"Ada kecukupan di dunia untuk kebutuhan manusia, tetapi tidak untuk keserakahan manusia."
-Mahatma Gandhi
Aktivitas manusia yang dilakukan secara individu maupun kolektif pastinya menimbulkan emisi karbon (carbon emission). Kegiatan industri manufaktur (perusahaan otomotif, konveksi, furnitur) yang terkonsentrasi pada pemakaian listrik pompa produk maupun pompa injeksi bahan kimia adalah hal yang paling memicu peningkatan emisi karbon. Begitu juga tingginya angka deforestasi turut menyumbang gas emisi lantaran permintaan lahan untuk konversi pertanian dan pertambangan meningkat. Padahal kegiatan penebangan kayu komersial dalam skala besar dapat menurunkan persentase pohon yang dapat menyerap karbondioksida pada atmosfer. Dampaknya, emisi karbon terus meningkat sehingga menimbulkan perubahan konsentrasi gas rumah kaca.
Efek yang terjadi pada lingkungan yakni global warming hingga memicu perubahan iklim. Suhu bumi meningkat, mencairnya kutub es, kebakaran hutan, serta meningkatnya intensitas air laut.
Apakah jejak karbon hanya berdampak pada lingkungan? Tentu saja tidak. Dampak itu merembet merusak ranah kesehatan dan ekonomi. Ketika iklim berubah, terjadi peningkatan gelombang panas yang signifikan. Kemarau dan hujan lebat silih berganti. Kondisi tersebut sangat berpengaruh terhadap kesehatan manusia. Terlebih meningkatnya suhu bumi dapat menyebabkan virus dan bakteri tumbuh begitu cepat.

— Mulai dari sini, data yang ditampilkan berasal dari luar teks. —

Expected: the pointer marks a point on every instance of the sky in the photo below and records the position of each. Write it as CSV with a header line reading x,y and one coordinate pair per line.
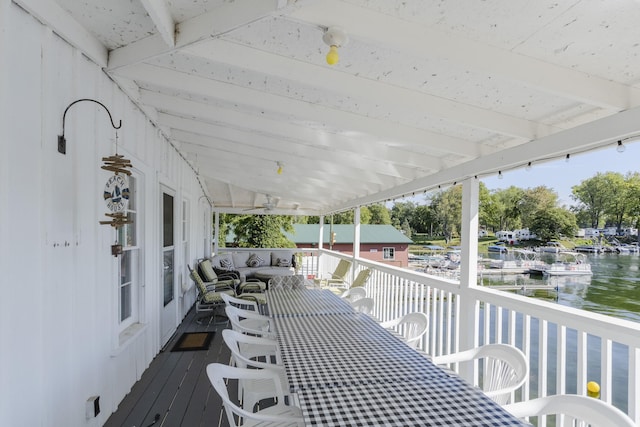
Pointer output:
x,y
560,175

Efek yang didapat dari perubahan iklim terhadap ranah ekonomi yakni terjadinya penurunan produksi pertanian dan gagal panen lantaran berubahnya volme curah hujan. Hal itu dapat memperbesar angka pengangguran, konflik, kelaparan, serta imigrasi. Belum lagi kerusakan infrastruktur sarana prasarana masyarakat yang mengganggu bidang pariwisata hingga kelautan. Secara tidak langsung jejak karbon mengganggu berbagai aspek kehidupan masyarakat yang sangat kompleks.
Kemudian tindakan apa yang harus diambil untuk mengurangi emisi karbon? Apa yang harus kita lakukan untuk memangkas gas rumah kaca demi bumi dan kelangsungan hidup manusia? Berikut akan dibahas cara-cara untuk mengurangi gas emisi.
Indonesia merupakan negara yang memiliki kawasan hutan hujan tropis dengan curah hujan dan sinar matahari yang tinggi sepanjang tahun. Keberadaan geografis Indonesia yang dilewati garis khatulistiwa menjadikan Indonesia rumah yang tepat bagi tumbuhnya berbagai jenis pohon. Akan tetapi penebangan hutan yang tidak terkendali selama bertahun-tahun menyebabkan penyusutan hutan tropis secara besar-besaran. Padahal selain berdampak pada ekologi, deforestasi merupakan salah satu penyebab utama emisi karbon. Bagaimana tidak? Pohon mampu menyerap karbondioksida secara alami dalam proses fotosintesisnya. Lalu apa jadinya bila fenomena hilangnya tutupan pohon dan area hijau terus berlanjut?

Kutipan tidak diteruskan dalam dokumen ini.